The last building in the world you'd expect to house a theater:

It's still in business! The site has a "Save the State" page, though. Uh oh. Turns out it's for a renovation drive. There are no historical photos of the place. There's no history of the place.

I suppose if you needed to know, you'd know, because you lived there. It was originally the Booth - great name for a theater in a state whose capital is named Lincoln - and was renamed the state in 1941, eleven years after it opened.

Finally: The sign version of screen burn-in.
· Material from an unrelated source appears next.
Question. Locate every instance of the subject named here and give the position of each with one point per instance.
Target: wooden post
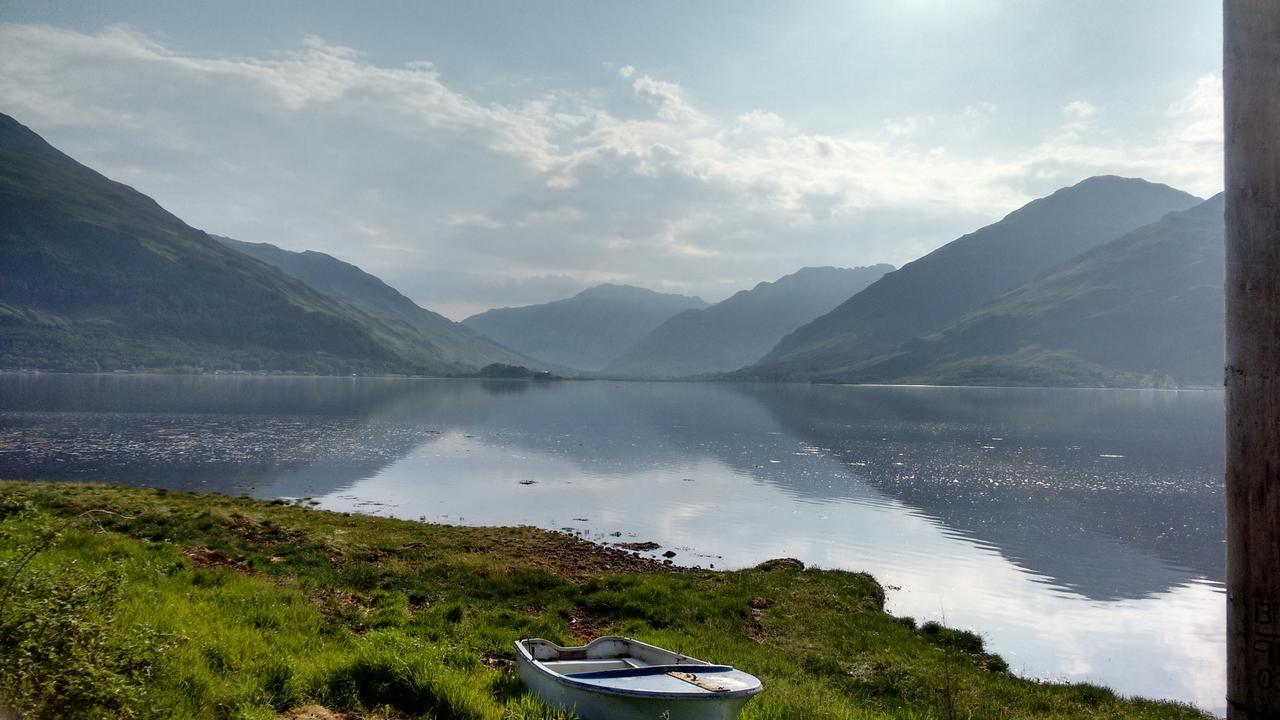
(1251, 76)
  Love that 9, although I'm sure everyone wondered why they did it backwards.

 

I believe this old book of biographies has our man:

Previous to his coming to Nebraska Mr. Keedy was for several years engaged in the manufacture of lime at Keedysville. He came west in 1881, locating near what was then called Sheridan, now Auburn, and here he bought one hundred and sixty acres of improved land, upon which he carried on farming until the fall of 1893, when he sold to his sons, and bought two lots in Auburn. Here he built his present residence.

When a young man in Maryland, Mr. Keedy was intiated into the mysteries of Oddfellowship. Politically, he is what is termed an independent, and in religion he also holds independent views, and has never identified himself with any creed.

There has to be a fascinating story about the reason a man named Keedy would leave Keedysville.